Meriem Boundaoui s’est retrouvée au mauvais endroit au mauvais moment. La jeune fille de 15 ans, atteinte mortellement par plusieurs balles à la tête, « n’avait vraiment rien à voir » avec l’altercation qui a dégénéré en pleine rue, dimanche à Saint-Léonard, selon un témoin.

Une victime collatérale

« Ce n’est pas de la chance que j’ai eue. C’est un miracle », s’époumone au bout du fil Abdel (prénom fictif), qui se trouvait dans la voiture visée par une demi-douzaine de coups de feu dans l’arrondissement de Saint-Léonard, dimanche.

Le jeune homme, qui a requis l’anonymat par crainte de représailles des assaillants, affirme ne pas être la personne visée lors du terrible évènement qui a coûté la vie à la passagère qui l’accompagnait, une adolescente de 15 ans.

PHOTO TIRÉE DE FACEBOOK

Meriem Boundaoui

Elle s’appelait Meriem Boundaoui et allait avoir 16 ans en mars. Elle vivait à La Prairie, sur la Rive-Sud de Montréal, avec sa sœur depuis deux ans, confirme Said Benyahia, beau-frère de la victime. « C’était une fille studieuse et ce n’était pas dans ses habitudes de sortir comme ça. On est vraiment sous le choc, ma femme et moi », a-t-il expliqué avec difficulté.

M. Benyahia a vu Meriem pour la dernière fois dimanche matin. Vers 17 h, il n’avait pas de nouvelles de l’adolescente. Il a appelé la police. « On s’inquiétait à cause du couvre-feu… on aurait dû s’inquiéter pour tout autre chose. On ressent beaucoup d’impuissance depuis dimanche. »

Autour de 18 h ce jour-là, l’adolescente se trouvait sur le siège passager de la Volkswagen grise aux vitres teintées conduite par Abdel.
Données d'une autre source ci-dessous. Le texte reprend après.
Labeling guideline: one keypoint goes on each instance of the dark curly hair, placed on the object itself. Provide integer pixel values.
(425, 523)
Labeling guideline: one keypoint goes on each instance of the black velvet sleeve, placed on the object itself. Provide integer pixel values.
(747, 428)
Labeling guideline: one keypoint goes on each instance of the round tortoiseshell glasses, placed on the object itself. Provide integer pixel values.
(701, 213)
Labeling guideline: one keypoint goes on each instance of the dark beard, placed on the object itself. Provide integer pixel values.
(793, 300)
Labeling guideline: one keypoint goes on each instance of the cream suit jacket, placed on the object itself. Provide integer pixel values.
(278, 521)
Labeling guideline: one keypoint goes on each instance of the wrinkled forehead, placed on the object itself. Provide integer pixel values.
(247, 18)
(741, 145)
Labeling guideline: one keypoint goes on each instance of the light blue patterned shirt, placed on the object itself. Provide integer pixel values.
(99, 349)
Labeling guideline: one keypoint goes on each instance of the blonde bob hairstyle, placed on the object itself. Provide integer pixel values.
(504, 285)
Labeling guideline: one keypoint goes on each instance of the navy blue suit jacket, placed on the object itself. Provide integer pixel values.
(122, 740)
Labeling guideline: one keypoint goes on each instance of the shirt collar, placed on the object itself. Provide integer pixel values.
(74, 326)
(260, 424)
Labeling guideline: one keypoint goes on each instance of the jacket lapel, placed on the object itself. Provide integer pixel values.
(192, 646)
Les deux jeunes s’étaient rencontrés sur les réseaux sociaux trois semaines auparavant. « On se fréquentait. Je ne la connaissais pas beaucoup, mais on s’est lié d’amitié parce qu’on vient tous les deux d’Algérie. »

PHOTO PATRICK SANFAÇON, LA PRESSE

Meriem Boundaoui occupait le siège passager de la voiture criblée de balles.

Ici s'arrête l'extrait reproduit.